Another book, Antenna Engineering Handbook
By Henry Jasik
McGraw-Hill Book company
 
Do you know any 134 KHz antenna products or designs you can share? I also started to design an RFID system for 125/134 KHz band. Thanks.
 
sensortech,

All of my work with RFID is based on chips from Texas Instruments. While they do have good documentation on the use of their chips, I still thought I needed more antenna design knowledge.

Anyway... that's besides the point of your question. I found Texas Instruments to be a valuable source of information and design examples (using their chips, of course).
 
Strictly speaking, an antenna is designed (and impedance matched) to transmit and receive electromagnetic energy in the far field. That is, greater than several wavelengths from the source. At 135 Khz that will be a very considerable distance (several miles). The physical dimensions of a self resonant antenna at that frequency will also become excessively large for typical localized RFID applications within buildings.

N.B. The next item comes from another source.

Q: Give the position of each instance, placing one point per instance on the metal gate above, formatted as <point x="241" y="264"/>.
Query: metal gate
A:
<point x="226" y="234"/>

Due to range and wavelength requirements at that low operating frequency, any "antenna" will of necessity be operating in the very near field, and a different approach is needed. I doubt if classical antenna theory from books will help very much, because this is not a normal antenna application.

The texts mainly concern the design of antennas for launching and receiving signals into free space over very long distances.

A better way might be a very open inductive pickup loop made to enclose as large an area as possible consisting of several turns, and tuned broadly to resonance. As a rule of thumb, the bigger it is the more energy it will intercept. The tuned Q should be high enough to increase sensitivity, but not so high it becomes easily detuned by surrounding objects. It is just a length of multicore cable formed into a loop, with the individual wires joined in series.

For receiving low frequency signals, the most compact method possible is a ferrite rod antenna, again broadly tuned to resonance.

Some experimentation and ingenuity may be required, but a workable system should not present too many difficulties.